I made our father cry.
I'm not crying! Well, I am! - I'm the most ungrateful son there is.
- I can never do anything for my sons.
No one wants to come to my party! [WATER RUNNING] Dad? Frasier.
Don't you think we ought to talk about what happened? Nothing happened this afternoon.
Look, Dad, I know you're disappointed about the painting.
It's not a problem.
Well, look, you said yourself that it wasn't as easy for you to give me things as it was when I was a kid.
I wasn't very good at it then either.
Your mother always picked all your stuff out.
Still, you did put a roof over my head, sent me to school All right, all right.
You wanna talk about this? We'll talk about it.
Do people come to you after they've met me and say, "How can that guy be your father, he's nothing like you"? Well Because they've been saying that to me about you for the last 40 years.
I just thought, I don't know, that I'd finally given you something, something you liked, something we both liked.
Like we had something in common or something.
It's no big deal.
I'm tired.
I'm going to bed.
Dad, Dad, just hang on a second, will you? Do you remember a time when I was, oh, 6 or 7 years old? You were getting ready for work, and you were getting dressed, and I was playing with your badge? And you sat me down and you said that it was not a toy.
That it was a symbol of something very important of integrity and honesty and helping people.
Well, from then on, every time I'd see you put on that badge, I would, I would think of that.
I said it so you'd stop playing with the thing.
You were getting it all sticky.
Yeah, well, be that as it may.
I've tried to live up to your example, and help other people.
I've tried as a psychiatrist to conduct myself with the integrity that you showed as a police officer.

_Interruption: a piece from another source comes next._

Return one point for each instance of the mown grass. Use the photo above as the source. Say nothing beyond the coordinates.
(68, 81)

And when I find myself in a quandary as to the proper course of action, I think of you wearing that badge, and then I know what I have to do.
You gave me that.
Yeah? Yeah, Dad.
Thanks.
You know, I think I may have something else to give you, something that I know you'll really like.
MARTIN: I'll be back in a minute.
I've been holding on to this for quite a while now, waiting for the right time.
Oh, my goodness, Dad.
I'm speechless.
It's your ba Bolo tie! They gave it to your grandfather when he retired from the force.
When I graduated from the academy, he gave it to me, and now I'm giving it to you, and someday you'll give it to Frederick.
Well, I don't know what to say.
- You're not gonna start crying again.
- No, no, no.
It's just a surprise, that's all.
Hey, wait a minute.
You didn't think I was gonna give you my badge, did you? - Well, l - My badge?! That's a laugh! You'll have to pry that out of my cold, dead hands! It's a date!